[python] List comprehension vs. lambda + filter

I happened to find myself having a basic filtering need: I have a list and I have to filter it by an attribute of the items.

My code looked like this:

my_list = [x for x in my_list if x.attribute == value]

But then I thought, wouldn't it be better to write it like this?

my_list = filter(lambda x: x.attribute == value, my_list)

It's more readable, and if needed for performance the lambda could be taken out to gain something.

Question is: are there any caveats in using the second way? Any performance difference? Am I missing the Pythonic Way™ entirely and should do it in yet another way (such as using itemgetter instead of the lambda)?
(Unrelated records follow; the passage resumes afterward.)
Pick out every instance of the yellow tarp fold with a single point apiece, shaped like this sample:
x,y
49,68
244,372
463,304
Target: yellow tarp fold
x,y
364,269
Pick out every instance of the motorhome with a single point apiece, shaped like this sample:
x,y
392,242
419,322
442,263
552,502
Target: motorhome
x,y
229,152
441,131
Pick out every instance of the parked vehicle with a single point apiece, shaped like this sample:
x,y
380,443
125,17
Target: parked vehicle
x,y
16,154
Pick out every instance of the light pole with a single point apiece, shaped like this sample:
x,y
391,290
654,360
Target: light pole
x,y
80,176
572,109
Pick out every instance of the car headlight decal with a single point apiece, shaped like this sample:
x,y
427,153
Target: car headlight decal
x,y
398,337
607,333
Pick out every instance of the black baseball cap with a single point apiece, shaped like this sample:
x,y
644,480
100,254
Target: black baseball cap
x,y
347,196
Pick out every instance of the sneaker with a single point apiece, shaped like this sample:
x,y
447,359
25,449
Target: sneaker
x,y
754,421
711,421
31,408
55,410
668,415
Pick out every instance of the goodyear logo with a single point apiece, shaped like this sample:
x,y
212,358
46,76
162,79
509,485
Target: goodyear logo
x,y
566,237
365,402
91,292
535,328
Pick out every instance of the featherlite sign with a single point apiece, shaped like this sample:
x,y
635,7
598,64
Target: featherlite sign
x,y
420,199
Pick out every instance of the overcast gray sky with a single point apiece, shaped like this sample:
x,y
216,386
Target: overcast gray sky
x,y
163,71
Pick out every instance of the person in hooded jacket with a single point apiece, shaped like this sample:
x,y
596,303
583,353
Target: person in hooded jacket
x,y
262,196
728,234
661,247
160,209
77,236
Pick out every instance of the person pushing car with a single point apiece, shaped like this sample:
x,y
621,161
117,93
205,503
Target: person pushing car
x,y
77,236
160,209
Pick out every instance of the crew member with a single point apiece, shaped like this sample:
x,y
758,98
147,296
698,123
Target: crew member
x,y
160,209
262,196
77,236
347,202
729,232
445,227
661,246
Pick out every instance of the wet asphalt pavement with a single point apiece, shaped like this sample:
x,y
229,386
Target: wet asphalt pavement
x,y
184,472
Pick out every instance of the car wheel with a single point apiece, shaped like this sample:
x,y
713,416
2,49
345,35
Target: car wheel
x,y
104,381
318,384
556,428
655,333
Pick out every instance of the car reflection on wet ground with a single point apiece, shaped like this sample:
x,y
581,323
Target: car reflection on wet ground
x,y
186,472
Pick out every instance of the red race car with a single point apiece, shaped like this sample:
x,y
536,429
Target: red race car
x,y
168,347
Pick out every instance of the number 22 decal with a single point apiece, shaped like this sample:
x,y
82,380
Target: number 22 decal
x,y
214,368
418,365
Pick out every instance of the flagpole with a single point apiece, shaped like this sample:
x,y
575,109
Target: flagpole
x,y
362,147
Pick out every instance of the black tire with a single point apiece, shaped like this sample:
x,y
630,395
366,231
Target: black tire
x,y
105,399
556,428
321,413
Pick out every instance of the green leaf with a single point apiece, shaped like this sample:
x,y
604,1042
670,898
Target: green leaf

This question is related to python list functional-programming filter lambda

The answer is


An important difference is that list comprehension will return a list while the filter returns a filter, which you cannot manipulate like a list (ie: call len on it, which does not work with the return of filter).
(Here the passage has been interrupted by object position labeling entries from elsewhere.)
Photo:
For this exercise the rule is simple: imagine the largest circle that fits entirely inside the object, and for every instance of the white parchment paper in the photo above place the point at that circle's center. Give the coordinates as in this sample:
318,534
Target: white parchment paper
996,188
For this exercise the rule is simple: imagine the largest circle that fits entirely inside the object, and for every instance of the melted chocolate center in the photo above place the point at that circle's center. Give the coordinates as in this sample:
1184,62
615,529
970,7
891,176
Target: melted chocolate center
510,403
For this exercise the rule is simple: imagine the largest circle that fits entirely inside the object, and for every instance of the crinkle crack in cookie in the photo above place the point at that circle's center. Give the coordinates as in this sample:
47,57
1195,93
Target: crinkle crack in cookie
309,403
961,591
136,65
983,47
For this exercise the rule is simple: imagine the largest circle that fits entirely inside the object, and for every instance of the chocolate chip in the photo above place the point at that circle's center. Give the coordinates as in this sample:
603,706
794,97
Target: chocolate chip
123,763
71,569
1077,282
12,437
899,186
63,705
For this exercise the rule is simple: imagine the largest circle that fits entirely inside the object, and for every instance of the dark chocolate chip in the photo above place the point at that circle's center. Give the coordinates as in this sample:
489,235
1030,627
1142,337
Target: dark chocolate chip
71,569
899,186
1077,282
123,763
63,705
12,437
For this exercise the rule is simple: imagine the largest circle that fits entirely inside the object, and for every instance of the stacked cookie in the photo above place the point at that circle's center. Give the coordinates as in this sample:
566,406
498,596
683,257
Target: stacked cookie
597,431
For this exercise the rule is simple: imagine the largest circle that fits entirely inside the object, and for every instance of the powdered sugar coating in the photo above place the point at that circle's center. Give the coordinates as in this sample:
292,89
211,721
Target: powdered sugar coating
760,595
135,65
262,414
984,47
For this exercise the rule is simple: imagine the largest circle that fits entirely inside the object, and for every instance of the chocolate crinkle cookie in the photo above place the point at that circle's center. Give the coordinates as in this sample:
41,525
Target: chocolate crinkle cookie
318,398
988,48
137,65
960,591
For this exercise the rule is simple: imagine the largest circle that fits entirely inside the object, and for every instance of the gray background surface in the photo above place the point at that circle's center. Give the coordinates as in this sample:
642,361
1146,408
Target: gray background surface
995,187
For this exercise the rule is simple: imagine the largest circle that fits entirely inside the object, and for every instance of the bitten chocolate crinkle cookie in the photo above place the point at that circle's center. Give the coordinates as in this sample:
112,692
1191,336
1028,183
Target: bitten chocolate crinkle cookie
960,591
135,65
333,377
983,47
My own self-learning brought me to some similar issue.

That being said, if there is a way to have the resulting list from a filter, a bit like you would do in .NET when you do lst.Where(i => i.something()).ToList(), I am curious to know it.

EDIT: This is the case for Python 3, not 2 (see discussion in comments).


Here's a short piece I use when I need to filter on something after the list comprehension. Just a combination of filter, lambda, and lists (otherwise known as the loyalty of a cat and the cleanliness of a dog).

In this case I'm reading a file, stripping out blank lines, commented out lines, and anything after a comment on a line:

# Throw out blank lines and comments
with open('file.txt', 'r') as lines:        
    # From the inside out:
    #    [s.partition('#')[0].strip() for s in lines]... Throws out comments
    #   filter(lambda x: x!= '', [s.part... Filters out blank lines
    #  y for y in filter... Converts filter object to list
    file_contents = [y for y in filter(lambda x: x != '', [s.partition('#')[0].strip() for s in lines])]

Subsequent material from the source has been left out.